New publication: Increasing phenotypic annotation improves the diagnostic rate of exome sequencing in a rare neuromuscular disorder
How can we use phenotypic descriptions to aid genetic diagnosis starting with hundreds of rare variants from next-generation sequencing results? How comprehensively should a doctor annotate a patient’s phenotype to help identify the causative variant? These questions are increasingly relevant for doctors seeing undiagnosed patients, but data showing how phenotypic annotation can be used to assist diagnosis in a real-world situation has until recently been lacking. In our new paper by Thompson et al published this week in Human Mutation, we reanalyse a set of patients already diagnosed with congenital myasthenic syndromes, showing how phenotype captured using the human phenotype ontology (HPO) can be integrated into gene-list filtering methods and how variant prioritisation tools such as Exomiser can be effective in homing in on the correct causative variant. In our restricted set of patients, gene-list filters created using HPO annotations performed similarly to the curated muscle gene table list, while Exomiser ranked the correct causative variant in first position in 90% of cases with seven HPO annotations compared to 62% based on variant data alone. Although we cannot automatically extrapolate these results to other disease areas, they provide a real-world validation of the utility of incorporating phenotype into diagnostic and discovery workflows.

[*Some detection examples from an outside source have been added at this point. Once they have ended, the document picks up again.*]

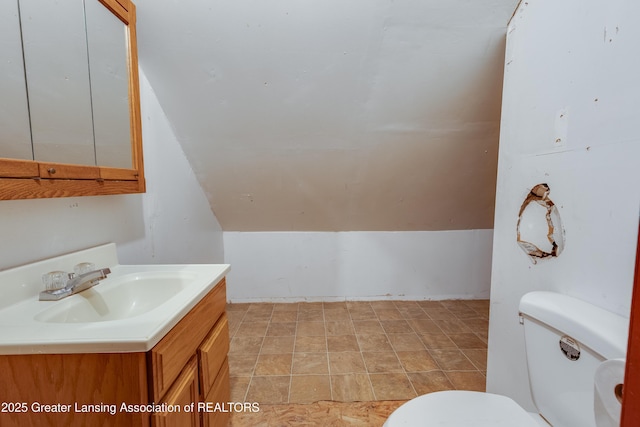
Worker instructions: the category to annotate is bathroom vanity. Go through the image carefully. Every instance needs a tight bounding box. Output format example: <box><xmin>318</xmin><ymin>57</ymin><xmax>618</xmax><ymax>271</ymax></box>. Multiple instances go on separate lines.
<box><xmin>0</xmin><ymin>245</ymin><xmax>230</xmax><ymax>426</ymax></box>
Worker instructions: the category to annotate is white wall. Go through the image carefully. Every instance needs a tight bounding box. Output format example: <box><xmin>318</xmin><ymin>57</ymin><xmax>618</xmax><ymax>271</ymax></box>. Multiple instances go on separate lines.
<box><xmin>224</xmin><ymin>230</ymin><xmax>492</xmax><ymax>302</ymax></box>
<box><xmin>0</xmin><ymin>73</ymin><xmax>223</xmax><ymax>276</ymax></box>
<box><xmin>487</xmin><ymin>0</ymin><xmax>640</xmax><ymax>410</ymax></box>
<box><xmin>136</xmin><ymin>0</ymin><xmax>518</xmax><ymax>232</ymax></box>
<box><xmin>120</xmin><ymin>73</ymin><xmax>224</xmax><ymax>264</ymax></box>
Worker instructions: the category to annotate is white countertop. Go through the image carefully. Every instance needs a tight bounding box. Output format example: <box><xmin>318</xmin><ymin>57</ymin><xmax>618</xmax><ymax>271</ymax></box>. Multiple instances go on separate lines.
<box><xmin>0</xmin><ymin>246</ymin><xmax>230</xmax><ymax>355</ymax></box>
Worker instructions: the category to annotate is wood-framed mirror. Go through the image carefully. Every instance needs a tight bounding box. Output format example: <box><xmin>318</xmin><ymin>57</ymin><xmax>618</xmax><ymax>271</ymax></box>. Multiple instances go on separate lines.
<box><xmin>0</xmin><ymin>0</ymin><xmax>145</xmax><ymax>200</ymax></box>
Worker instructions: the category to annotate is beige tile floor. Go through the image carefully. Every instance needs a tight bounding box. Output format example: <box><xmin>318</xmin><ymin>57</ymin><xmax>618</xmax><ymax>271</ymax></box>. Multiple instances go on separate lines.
<box><xmin>227</xmin><ymin>300</ymin><xmax>489</xmax><ymax>405</ymax></box>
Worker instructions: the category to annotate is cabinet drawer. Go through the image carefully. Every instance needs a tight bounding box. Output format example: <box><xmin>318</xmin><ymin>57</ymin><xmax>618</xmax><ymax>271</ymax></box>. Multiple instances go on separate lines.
<box><xmin>202</xmin><ymin>358</ymin><xmax>231</xmax><ymax>427</ymax></box>
<box><xmin>147</xmin><ymin>279</ymin><xmax>226</xmax><ymax>402</ymax></box>
<box><xmin>151</xmin><ymin>357</ymin><xmax>200</xmax><ymax>427</ymax></box>
<box><xmin>198</xmin><ymin>313</ymin><xmax>229</xmax><ymax>397</ymax></box>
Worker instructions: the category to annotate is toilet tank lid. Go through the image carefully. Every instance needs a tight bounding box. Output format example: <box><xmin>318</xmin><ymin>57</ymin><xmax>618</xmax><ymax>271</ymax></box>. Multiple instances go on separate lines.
<box><xmin>520</xmin><ymin>291</ymin><xmax>629</xmax><ymax>359</ymax></box>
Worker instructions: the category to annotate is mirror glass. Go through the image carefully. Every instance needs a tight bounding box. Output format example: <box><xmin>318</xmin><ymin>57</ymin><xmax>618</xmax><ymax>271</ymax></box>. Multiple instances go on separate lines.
<box><xmin>19</xmin><ymin>0</ymin><xmax>96</xmax><ymax>165</ymax></box>
<box><xmin>0</xmin><ymin>1</ymin><xmax>33</xmax><ymax>160</ymax></box>
<box><xmin>85</xmin><ymin>0</ymin><xmax>132</xmax><ymax>168</ymax></box>
<box><xmin>0</xmin><ymin>0</ymin><xmax>134</xmax><ymax>169</ymax></box>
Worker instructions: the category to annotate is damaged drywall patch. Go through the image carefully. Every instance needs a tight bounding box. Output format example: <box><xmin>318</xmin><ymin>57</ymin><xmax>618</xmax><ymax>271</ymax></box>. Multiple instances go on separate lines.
<box><xmin>517</xmin><ymin>184</ymin><xmax>564</xmax><ymax>264</ymax></box>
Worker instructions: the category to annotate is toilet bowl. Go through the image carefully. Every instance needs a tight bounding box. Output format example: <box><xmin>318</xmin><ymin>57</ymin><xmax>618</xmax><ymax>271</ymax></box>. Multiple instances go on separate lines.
<box><xmin>384</xmin><ymin>291</ymin><xmax>628</xmax><ymax>427</ymax></box>
<box><xmin>384</xmin><ymin>390</ymin><xmax>549</xmax><ymax>427</ymax></box>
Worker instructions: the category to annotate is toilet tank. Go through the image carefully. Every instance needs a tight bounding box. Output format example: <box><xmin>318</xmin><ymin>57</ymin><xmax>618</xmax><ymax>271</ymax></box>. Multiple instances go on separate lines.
<box><xmin>520</xmin><ymin>291</ymin><xmax>629</xmax><ymax>427</ymax></box>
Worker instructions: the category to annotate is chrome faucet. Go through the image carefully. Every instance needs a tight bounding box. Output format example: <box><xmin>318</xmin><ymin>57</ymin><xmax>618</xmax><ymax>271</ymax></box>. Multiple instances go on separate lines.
<box><xmin>39</xmin><ymin>268</ymin><xmax>111</xmax><ymax>301</ymax></box>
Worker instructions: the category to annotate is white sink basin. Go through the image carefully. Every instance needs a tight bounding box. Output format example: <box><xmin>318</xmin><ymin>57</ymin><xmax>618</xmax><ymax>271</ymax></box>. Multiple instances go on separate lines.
<box><xmin>0</xmin><ymin>243</ymin><xmax>230</xmax><ymax>354</ymax></box>
<box><xmin>35</xmin><ymin>271</ymin><xmax>196</xmax><ymax>323</ymax></box>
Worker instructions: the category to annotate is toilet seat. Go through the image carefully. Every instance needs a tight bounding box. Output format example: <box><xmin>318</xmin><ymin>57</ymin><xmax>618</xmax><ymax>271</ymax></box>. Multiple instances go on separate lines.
<box><xmin>384</xmin><ymin>390</ymin><xmax>540</xmax><ymax>427</ymax></box>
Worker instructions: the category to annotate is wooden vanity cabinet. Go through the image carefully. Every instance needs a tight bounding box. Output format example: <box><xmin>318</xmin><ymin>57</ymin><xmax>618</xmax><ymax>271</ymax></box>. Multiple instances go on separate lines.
<box><xmin>148</xmin><ymin>279</ymin><xmax>230</xmax><ymax>427</ymax></box>
<box><xmin>0</xmin><ymin>279</ymin><xmax>230</xmax><ymax>427</ymax></box>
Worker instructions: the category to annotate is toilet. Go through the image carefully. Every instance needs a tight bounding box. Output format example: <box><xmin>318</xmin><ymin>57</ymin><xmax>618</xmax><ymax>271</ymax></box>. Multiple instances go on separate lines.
<box><xmin>384</xmin><ymin>291</ymin><xmax>628</xmax><ymax>427</ymax></box>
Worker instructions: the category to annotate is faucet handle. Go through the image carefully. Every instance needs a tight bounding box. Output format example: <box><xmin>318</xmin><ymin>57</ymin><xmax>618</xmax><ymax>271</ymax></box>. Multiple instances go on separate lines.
<box><xmin>42</xmin><ymin>271</ymin><xmax>69</xmax><ymax>291</ymax></box>
<box><xmin>73</xmin><ymin>262</ymin><xmax>96</xmax><ymax>276</ymax></box>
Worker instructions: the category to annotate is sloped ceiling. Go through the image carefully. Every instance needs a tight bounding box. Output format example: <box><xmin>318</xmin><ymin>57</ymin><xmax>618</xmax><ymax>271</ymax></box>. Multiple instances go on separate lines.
<box><xmin>136</xmin><ymin>0</ymin><xmax>517</xmax><ymax>231</ymax></box>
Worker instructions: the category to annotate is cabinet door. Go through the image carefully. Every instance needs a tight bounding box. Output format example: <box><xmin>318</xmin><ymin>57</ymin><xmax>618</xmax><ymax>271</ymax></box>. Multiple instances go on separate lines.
<box><xmin>202</xmin><ymin>359</ymin><xmax>231</xmax><ymax>427</ymax></box>
<box><xmin>151</xmin><ymin>356</ymin><xmax>200</xmax><ymax>427</ymax></box>
<box><xmin>198</xmin><ymin>313</ymin><xmax>229</xmax><ymax>398</ymax></box>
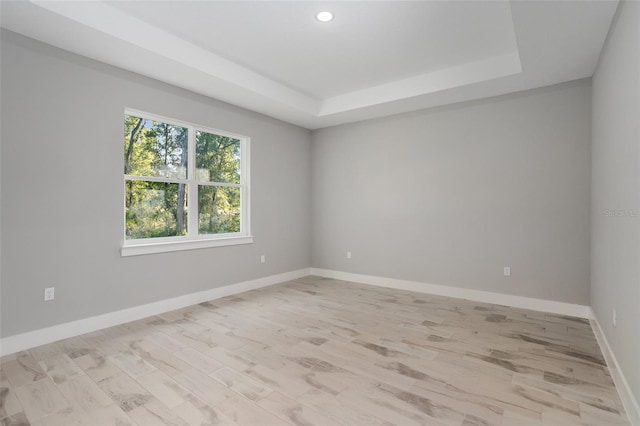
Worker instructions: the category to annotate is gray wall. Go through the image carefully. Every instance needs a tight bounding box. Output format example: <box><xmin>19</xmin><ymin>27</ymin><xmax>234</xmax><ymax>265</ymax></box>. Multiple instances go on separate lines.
<box><xmin>312</xmin><ymin>80</ymin><xmax>591</xmax><ymax>305</ymax></box>
<box><xmin>591</xmin><ymin>1</ymin><xmax>640</xmax><ymax>401</ymax></box>
<box><xmin>0</xmin><ymin>31</ymin><xmax>311</xmax><ymax>337</ymax></box>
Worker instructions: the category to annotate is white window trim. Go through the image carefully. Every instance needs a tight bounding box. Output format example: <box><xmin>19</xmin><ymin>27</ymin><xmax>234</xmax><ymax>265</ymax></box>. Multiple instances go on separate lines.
<box><xmin>120</xmin><ymin>108</ymin><xmax>253</xmax><ymax>257</ymax></box>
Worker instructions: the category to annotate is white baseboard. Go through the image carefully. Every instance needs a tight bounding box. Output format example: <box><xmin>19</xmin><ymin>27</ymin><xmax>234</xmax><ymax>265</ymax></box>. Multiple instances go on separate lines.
<box><xmin>590</xmin><ymin>310</ymin><xmax>640</xmax><ymax>425</ymax></box>
<box><xmin>0</xmin><ymin>268</ymin><xmax>310</xmax><ymax>356</ymax></box>
<box><xmin>311</xmin><ymin>268</ymin><xmax>591</xmax><ymax>318</ymax></box>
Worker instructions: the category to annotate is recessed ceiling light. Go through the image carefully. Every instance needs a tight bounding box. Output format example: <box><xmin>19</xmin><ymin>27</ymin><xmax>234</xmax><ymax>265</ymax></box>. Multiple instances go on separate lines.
<box><xmin>316</xmin><ymin>12</ymin><xmax>333</xmax><ymax>22</ymax></box>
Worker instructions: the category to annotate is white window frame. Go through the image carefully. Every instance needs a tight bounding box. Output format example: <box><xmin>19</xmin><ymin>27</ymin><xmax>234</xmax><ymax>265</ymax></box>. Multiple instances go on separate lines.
<box><xmin>120</xmin><ymin>108</ymin><xmax>253</xmax><ymax>257</ymax></box>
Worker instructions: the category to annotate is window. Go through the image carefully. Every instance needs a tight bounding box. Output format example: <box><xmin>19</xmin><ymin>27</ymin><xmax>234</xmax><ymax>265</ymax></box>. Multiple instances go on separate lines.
<box><xmin>122</xmin><ymin>110</ymin><xmax>252</xmax><ymax>256</ymax></box>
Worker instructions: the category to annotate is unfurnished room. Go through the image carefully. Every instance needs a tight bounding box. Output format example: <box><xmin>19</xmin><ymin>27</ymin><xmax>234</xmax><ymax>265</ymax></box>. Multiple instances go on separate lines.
<box><xmin>0</xmin><ymin>0</ymin><xmax>640</xmax><ymax>426</ymax></box>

Read an open-access version of the publication at the journal website here.
Thompson, R, Papakonstantinou Ntalis, A, Beltran, S, Töpf, A, de Paula Estephan, E, Polavarapu, K, ‘t Hoen PAC, Missier P, Lochmüller H.
Increasing phenotypic annotation improves the diagnostic rate of exome sequencing in a rare neuromuscular disorder.
Hum. Mutat. 2019.
Phenotype-based filtering and prioritization contribute to the interpretation of genetic variants detected in exome sequencing. However, it is currently unclear how extensive this phenotypic annotation should be. In this study, we compare methods for incorporating phenotype into the interpretation process and assess the extent to which phenotypic annotation aids prioritization of the correct variant. Using a cohort of 29 patients with congenital myasthenic syndromes with causative variants in known or newly discovered disease genes, exome data and the Human Phenotype Ontology (HPO)-coded phenotypic profiles, we show that gene-list filters created from phenotypic annotations perform similarly to curated disease-gene virtual panels. We use Exomiser, a prioritization tool incorporating phenotypic comparisons, to rank candidate variants while varying phenotypic annotation. Analyzing 3,712 combinations, we show that increasing phenotypic annotation improved prioritization of the causative variant, from 62% ranked first on variant alone to 90% with seven HPO annotations. We conclude that any HPO-based phenotypic annotation aids variant discovery and that annotation with over five terms is recommended in our context. Although focused on a constrained cohort, this provides real-world validation of the utility of phenotypic annotation for variant prioritization. Further research is needed to extend this concept to other diseases and more diverse cohorts.